Dadurch kommt aber der große Datenkrake Google in den Besitz unserer IP-Adresse und vieler anderer Daten, wie beispielsweise Betriebssystem, Standort, Uhrzeit, Browser, etc. Dass Google diese Daten weiterarbeitet, speichert und im Rahmen des Data Mining mit anderen Diensten verknüpft, bleibt uns als normalem Internetnutzer völlig verborgen - es sei denn, wir werden explizit um unsere Einwilligung gebeten. Wenn wir nun weiter durch das Internet surfen, stoßen wir mehr oder weniger auf die nächste Internetseite, die mit „Google Fonts“ arbeitet. Der oben genannte Prozeß wiederholt sich und Google weiß nun, aufgrund unserer IP-Adresse, welche Seiten wir besuchen. Und genau dieses Ausspähen soll gemäß Datenschutzgrundverordnung nur dann passieren dürfen, wenn wir als Internetseitenbesucher explizit wissentlich und willentlich unser Einverständnis für dieses Ausspähen gegeben haben.

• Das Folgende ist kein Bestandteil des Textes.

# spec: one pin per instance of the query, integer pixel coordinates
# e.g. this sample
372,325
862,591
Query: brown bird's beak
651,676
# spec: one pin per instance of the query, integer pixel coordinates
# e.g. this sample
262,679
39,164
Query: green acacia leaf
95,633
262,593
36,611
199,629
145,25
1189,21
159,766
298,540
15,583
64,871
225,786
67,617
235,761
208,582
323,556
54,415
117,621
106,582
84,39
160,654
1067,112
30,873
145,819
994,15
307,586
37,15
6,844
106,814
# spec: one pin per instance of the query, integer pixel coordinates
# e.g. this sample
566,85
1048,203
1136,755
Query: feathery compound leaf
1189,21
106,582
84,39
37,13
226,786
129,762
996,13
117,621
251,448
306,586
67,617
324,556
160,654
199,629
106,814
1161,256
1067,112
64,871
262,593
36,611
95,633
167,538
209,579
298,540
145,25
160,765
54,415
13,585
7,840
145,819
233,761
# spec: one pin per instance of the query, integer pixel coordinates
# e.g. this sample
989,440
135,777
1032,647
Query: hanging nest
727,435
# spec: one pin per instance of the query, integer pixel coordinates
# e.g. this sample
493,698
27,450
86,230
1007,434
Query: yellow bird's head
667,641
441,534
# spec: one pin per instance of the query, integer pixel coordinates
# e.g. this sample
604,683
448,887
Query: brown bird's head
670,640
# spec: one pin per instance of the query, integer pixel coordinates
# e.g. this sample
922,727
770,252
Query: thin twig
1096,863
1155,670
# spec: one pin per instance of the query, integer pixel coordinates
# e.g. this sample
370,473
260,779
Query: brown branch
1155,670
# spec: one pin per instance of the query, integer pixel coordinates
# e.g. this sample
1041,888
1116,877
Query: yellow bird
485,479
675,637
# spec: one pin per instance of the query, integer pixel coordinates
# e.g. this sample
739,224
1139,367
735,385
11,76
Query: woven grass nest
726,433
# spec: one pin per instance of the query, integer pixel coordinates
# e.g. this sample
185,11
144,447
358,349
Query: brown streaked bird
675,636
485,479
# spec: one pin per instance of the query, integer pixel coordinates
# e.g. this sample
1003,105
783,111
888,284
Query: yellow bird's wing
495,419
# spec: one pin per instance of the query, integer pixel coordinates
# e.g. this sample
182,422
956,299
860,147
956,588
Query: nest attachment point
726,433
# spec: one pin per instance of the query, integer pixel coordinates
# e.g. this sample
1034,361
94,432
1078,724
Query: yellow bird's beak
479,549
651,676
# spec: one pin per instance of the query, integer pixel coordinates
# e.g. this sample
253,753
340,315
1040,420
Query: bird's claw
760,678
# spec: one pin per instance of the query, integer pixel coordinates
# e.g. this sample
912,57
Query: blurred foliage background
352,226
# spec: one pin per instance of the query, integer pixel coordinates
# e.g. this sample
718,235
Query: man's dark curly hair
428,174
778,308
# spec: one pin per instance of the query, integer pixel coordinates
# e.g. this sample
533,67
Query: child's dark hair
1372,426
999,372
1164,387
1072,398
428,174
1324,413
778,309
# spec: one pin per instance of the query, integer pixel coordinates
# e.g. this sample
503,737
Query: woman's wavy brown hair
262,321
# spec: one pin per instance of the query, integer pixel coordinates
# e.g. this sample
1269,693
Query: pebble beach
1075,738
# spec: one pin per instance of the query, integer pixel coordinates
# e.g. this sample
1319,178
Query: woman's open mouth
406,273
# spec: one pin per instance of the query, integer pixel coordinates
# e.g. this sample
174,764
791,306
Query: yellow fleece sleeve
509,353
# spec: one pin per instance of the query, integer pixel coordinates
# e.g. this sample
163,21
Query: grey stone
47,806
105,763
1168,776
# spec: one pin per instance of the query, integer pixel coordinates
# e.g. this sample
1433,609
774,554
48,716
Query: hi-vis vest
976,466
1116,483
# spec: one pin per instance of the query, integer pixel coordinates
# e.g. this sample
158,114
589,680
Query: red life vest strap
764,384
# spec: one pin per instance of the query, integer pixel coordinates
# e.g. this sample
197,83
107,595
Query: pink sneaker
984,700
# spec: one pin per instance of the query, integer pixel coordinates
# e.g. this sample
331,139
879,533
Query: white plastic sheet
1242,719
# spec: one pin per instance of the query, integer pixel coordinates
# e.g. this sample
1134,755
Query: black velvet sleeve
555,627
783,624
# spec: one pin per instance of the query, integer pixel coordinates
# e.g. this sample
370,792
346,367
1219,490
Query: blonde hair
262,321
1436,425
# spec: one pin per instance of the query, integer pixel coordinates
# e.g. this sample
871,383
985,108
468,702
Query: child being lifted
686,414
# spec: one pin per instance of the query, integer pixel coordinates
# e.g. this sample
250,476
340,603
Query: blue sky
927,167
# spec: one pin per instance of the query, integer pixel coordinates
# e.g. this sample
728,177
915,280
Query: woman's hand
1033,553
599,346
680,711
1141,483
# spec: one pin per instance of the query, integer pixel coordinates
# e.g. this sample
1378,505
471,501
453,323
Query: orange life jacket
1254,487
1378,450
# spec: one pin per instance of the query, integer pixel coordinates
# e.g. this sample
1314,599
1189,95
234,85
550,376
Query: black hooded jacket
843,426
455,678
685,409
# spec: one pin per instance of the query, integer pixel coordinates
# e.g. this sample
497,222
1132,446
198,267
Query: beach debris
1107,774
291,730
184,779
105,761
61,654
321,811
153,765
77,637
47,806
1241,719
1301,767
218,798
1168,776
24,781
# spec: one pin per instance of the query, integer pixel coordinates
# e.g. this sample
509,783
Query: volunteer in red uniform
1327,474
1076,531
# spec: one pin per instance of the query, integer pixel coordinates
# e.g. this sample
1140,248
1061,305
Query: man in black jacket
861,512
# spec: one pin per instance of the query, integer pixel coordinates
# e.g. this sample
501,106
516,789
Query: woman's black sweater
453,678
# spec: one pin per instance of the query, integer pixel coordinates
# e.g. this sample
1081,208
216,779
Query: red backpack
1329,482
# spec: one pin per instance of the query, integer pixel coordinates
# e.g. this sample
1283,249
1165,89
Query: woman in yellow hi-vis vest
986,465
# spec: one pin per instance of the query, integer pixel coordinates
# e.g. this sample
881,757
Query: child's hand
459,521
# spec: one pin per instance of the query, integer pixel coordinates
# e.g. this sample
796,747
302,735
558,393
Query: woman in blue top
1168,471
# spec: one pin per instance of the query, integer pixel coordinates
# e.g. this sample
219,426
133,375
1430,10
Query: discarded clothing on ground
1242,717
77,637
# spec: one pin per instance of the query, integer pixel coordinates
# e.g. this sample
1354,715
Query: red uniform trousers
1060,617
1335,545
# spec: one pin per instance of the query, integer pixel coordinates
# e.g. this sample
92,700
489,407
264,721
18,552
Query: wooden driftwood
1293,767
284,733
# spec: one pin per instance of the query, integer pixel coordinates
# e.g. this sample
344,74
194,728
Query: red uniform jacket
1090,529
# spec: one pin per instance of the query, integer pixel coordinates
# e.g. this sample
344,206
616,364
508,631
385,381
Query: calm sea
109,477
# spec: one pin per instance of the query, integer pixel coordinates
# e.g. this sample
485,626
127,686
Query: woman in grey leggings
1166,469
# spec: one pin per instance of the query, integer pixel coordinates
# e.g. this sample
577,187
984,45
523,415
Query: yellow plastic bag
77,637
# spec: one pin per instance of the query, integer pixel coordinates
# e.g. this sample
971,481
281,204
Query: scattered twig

Im Zusammenhang mit dem Urteil des Landgerichts München wird nun deutlich, dass „Google Fonts“ exakt dann illegal sind, wenn der Internetseitenbesucher nicht auf deren Verwendung und auf die Weitergabe seiner IP-Adresse hingewiesen wird, denn schlußendlich ist die IP-Adresse ein personenbezogener Datensatz. Das konkrete Problem ist die fehlende Einwilligung des Nutzers, dass seine IP-Adresse an „Google Fonts“ bzw. „Google“ weitergegeben wird.

Aber selbst wenn die Einwilligung abgefragt und bestätigt würde, rollt eine formaljuristische Lawine los, die Internetseitenbetreiber gar nicht bewältigen können. Denn - um auf unser oben genanntes Beispiel einzugehen - RTL weiß gar nicht, was Google mit der IP-Adresse anstellt und kann den Internetseitenbesucher überhaupt nicht datenschutzkonform aufklären. Der Hinweis auf „fremde“ Schriftarten ist lapidar und nicht haltbar. RTL müßte genau darlegen, was Google mit den IP-Adressen und anderen personenbezogenen Daten des Internetseitenbesuchers macht. Das kann RTL gar nicht leisten. Darüber hinaus wäre RTL gemäß der geltenden Datenschutzbestimmungen verpflichtet, jedem Internetseitenbesucher auf Anfrage Auskunft darüber erteilen zu müssen, wann und welche personenbezogenen Daten verarbeitet und an Dritte - hier „Google Fonts“ - weitergeleitet worden sind.

RTL dient hier nur als Beispiel und soll in keiner Weise an den sprichwörtlichen Pranger gestellt werden. Vielmehr soll damit deutlich gemacht werden, dass jeder, der eine Homepage betreibt und „Google Fonts“ verwendet, de facto personenbezogene Daten erfaßt und de jure weitergibt. Eine Homepage, die mit „Google Fonts“ arbeitet, wird damit zum verlängerten Arm des großen Datenkrake Google.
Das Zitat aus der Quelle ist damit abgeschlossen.